AVS 46th International Symposium
    Nanometer-scale Science and Technology Division Tuesday Sessions
       Session NS-TuA

Paper NS-TuA3
Interpreting Atomic-Scale Structure in Cross-Sectional STM Images of III-V Superlattices

Tuesday, October 26, 1999, 2:40 pm, Room 612

Session: Innovative Nanoscale Measurements
Presenter: B.Z. Nosho, Naval Research Laboratory
Authors: W. Barvosa-Carter, Naval Research Laboratory
B.Z. Nosho, Naval Research Laboratory
M.J. Yang, Naval Research Laboratory
L.J. Whitman, Naval Research Laboratory
Correspondent: Click to Email
Cross-sectional scanning tunneling microscopy (XSTM) is a powerful method for quantifying the structural and interfacial quality of III-V semiconductor superlattice structures. Although a variety of III-V systems have been studied with XSTM, there are a number of aspects related to image interpretation, particularly on the atomic-scale, that are still a matter of discussion.

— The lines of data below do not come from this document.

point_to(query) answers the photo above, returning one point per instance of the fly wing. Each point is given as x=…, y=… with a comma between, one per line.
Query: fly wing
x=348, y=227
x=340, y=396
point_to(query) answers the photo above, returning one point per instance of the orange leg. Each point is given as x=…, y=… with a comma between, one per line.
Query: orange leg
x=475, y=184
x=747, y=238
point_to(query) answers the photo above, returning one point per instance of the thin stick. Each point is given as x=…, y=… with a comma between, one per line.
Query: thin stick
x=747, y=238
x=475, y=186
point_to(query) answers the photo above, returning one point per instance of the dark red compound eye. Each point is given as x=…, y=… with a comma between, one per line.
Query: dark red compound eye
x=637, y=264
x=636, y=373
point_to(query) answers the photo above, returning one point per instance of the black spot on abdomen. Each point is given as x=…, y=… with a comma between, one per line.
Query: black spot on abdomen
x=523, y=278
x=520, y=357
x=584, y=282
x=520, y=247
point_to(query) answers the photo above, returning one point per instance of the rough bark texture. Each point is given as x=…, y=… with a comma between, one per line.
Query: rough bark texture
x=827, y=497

One rarely discussed issue is that on the (110) cleavage face only every other III-V growth layer within the superlattice can be directly observed by XSTM. This fact can have important consequences when investigating properties of the superlattice such as the roughness between heteroepitaxial layers, interfacial defects, or variations in chemical bonding at the interface. The impact is especially significant when these effects occur predominantly within a volume only two to three monolayers (ML) wide. We are systematically investigating the appearance of III-As and III-Sb bonds at arsenide-antimonide interfaces as a function of cleavage direction and even-versus-odd layers in specially prepared MBE-grown superlattices. We find it is possible to differentiate between the two bond types, but their appearance depends on cleavage-face and layer order. In addition, a model of the measurement of interfacial roughness reveals errors in the measured power spectrum as the actual interface roughness decreases below 2 ML. A simple method for reconstructing the actual power spectrum from the STM data will be described. Funded by the Office of Naval Research and the Air Force Research Laboratory. Present address for W. Barvosa-Carter is HRL Laboratories, Malibu, CA.